State government IT budgets are as tight as ever, but the Nevada Department of Corrections is in a good position to hunker down and ride out the recession thanks to a recent network upgrade.

In May 2008, the NDOC purchased 12 network appliances from Infoblox that cost around $70,000. The appliances – Infoblox 250s and 550s – handle the agency’s Domain Name System (DNS) and Dynamic Host Configuration Protocol (DHCP) queries as well as IP Address Management (IPAM).

By automating these core network services using the appliances, the NDOC has been able to improve network reliability without adding staff.

Virtual appliances: Slow on the uptake

``DNS and DHCP and IPAM have gone from being a regular headache to being a non-issue with Infoblox,’’ says Dan O’Barr, an IT manager at NDOC who is responsible for systems, desktops and communications. ``If I didn’t have the Infoblox appliances, I’d need a couple full-time staff members to get the same functionality.’’

The NDOC operates the largest government network in the state of Nevada. The agency’s IP network connects 24 sites, including state prisons in remote locations. The wide-area network is patched together using T-1 links from seven carriers.

``We run almost everything on this network: VOIP; radio over IP; temperature controls; door controls; fire alarm controls; plus any other application you’d find on a corporate network like file sharing, email and database,’’ O’Barr says. ``It’s a very complex environment that’s hard to put your arms around.’’

With 3,000 users and 5,000 devices endpoints, the NDOC network is growing rapidly and needs to be up and running around the clock. The network’s main application is an offender management system that stores information about inmates, calculates sentences and includes current inmate counts.

``What I need is the ability to get the network back up quickly. If the network is down more than four hours, we have to start doing procedures by hand,’’ O’Barr says.

Prior to buying Infoblox appliances, NDOC provided DNS and DHCP services using servers running Novell Open Enterprise Server 1 software.
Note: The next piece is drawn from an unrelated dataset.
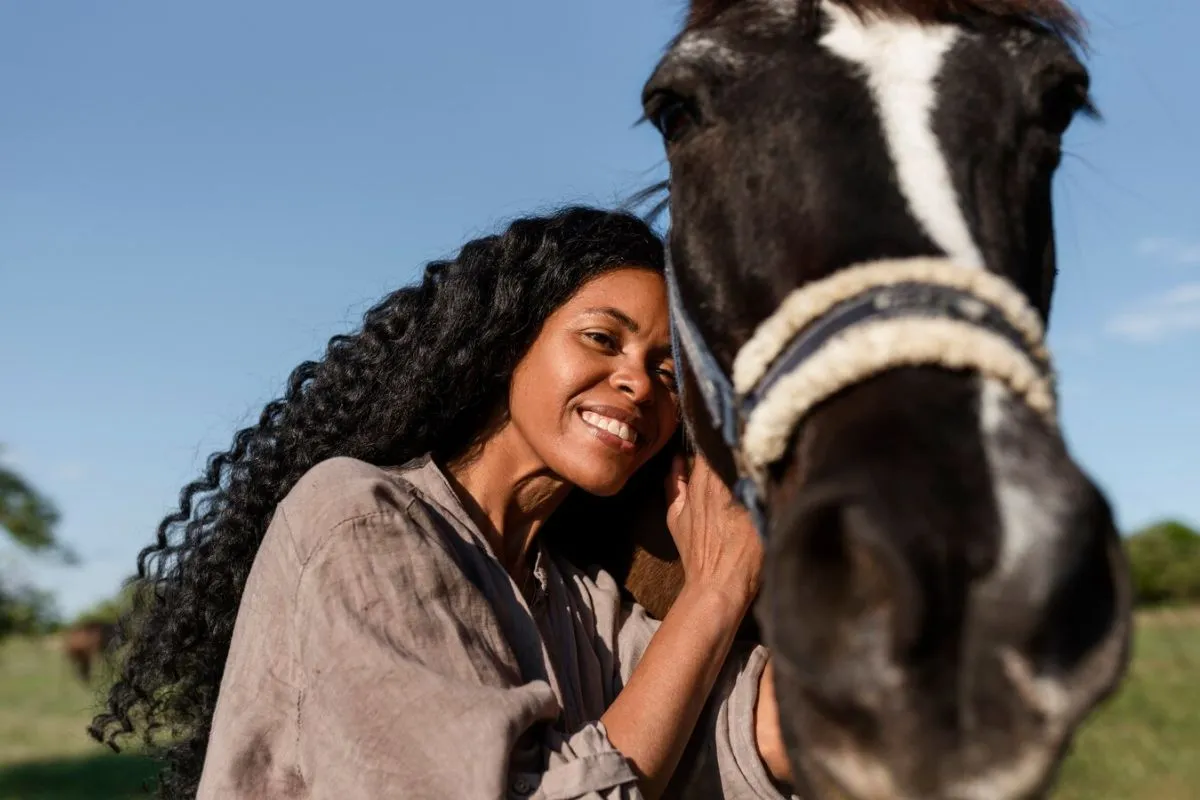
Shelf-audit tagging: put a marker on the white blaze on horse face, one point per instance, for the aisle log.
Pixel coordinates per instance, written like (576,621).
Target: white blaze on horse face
(900,60)
(1029,504)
However, the agency was having trouble with outages that required human intervention to re-boot the servers.

``We needed something more reliable that was independent of the servers,’’ O’Barr says. ``We decided to go with appliances because they would separate these network services from the servers and make them more reliable. We looked at all the appliance vendors…and chose Infoblox.’’
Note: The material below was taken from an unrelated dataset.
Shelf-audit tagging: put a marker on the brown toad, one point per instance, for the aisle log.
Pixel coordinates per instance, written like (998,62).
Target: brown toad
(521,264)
In addition to using the DNS, DHCP and IPAM features of the Infoblox appliances, NDOC is taking advantage of Network Time Protocol (NTP) and Trivial File Transfer Protocol (TFTP) services.
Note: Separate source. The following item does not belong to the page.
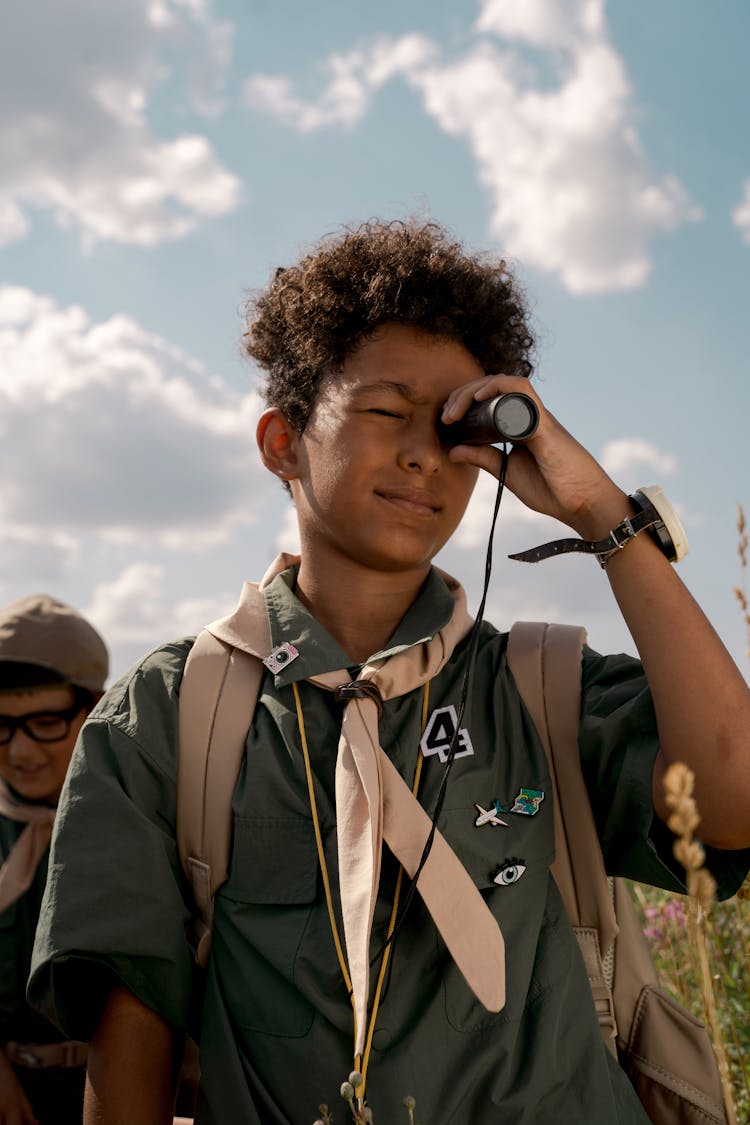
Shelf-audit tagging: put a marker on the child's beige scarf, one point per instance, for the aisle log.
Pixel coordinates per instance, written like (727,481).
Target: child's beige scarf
(19,867)
(373,803)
The appliances are “bulletproof,” O’Barr says. ``Since we implemented the Infoblox appliances, our downtime for core services was only one incident where we had an upgrade that failed on the devices, and Infoblox replaced the devices immediately….Now our core network services do not give us problems whatsoever. We went from something we had to maintain on a regular basis to something we don’t think about anymore.’’

The appliances are helping NDOC handle a rapidly growing network without buying additional gear. For example, NDOC’s network grew from 100 users in 2004 to 3,000 users today. The network also is adding new services such as telephony and video surveillance.

``From the time we bought the Infoblox appliances to now, we’ve doubled the number of subnets on our network,’’ O’Barr says. ``We’re adding new [virtual local area networks] http://www.networkworld.com/details/471.html for temperature controls, video conferencing and video surveillance…They keep adding stuff to the network even with the slowdown.’’

Abner Germanow, director of enterprise communications infrastructure at IDC, says more enterprises like NDOC are migrating their core network infrastructure services including DNS, DHCP and IPAM to appliances from Infoblox, BlueCat Networks and others.

``These services are often overlooked and yet are rising in importance,’’ Germanow says. ``You’ve got some network intensive applications like VOIP and video coming onto the network. You may have difficulty managing those applications if you don’t already have a good DNS or IPAM strategy.’’

Germanow says network appliances offer higher reliability and performance for DNS, DHCP and IPAM than server software, particularly if the server software isn’t been closely managed, upgraded and patched.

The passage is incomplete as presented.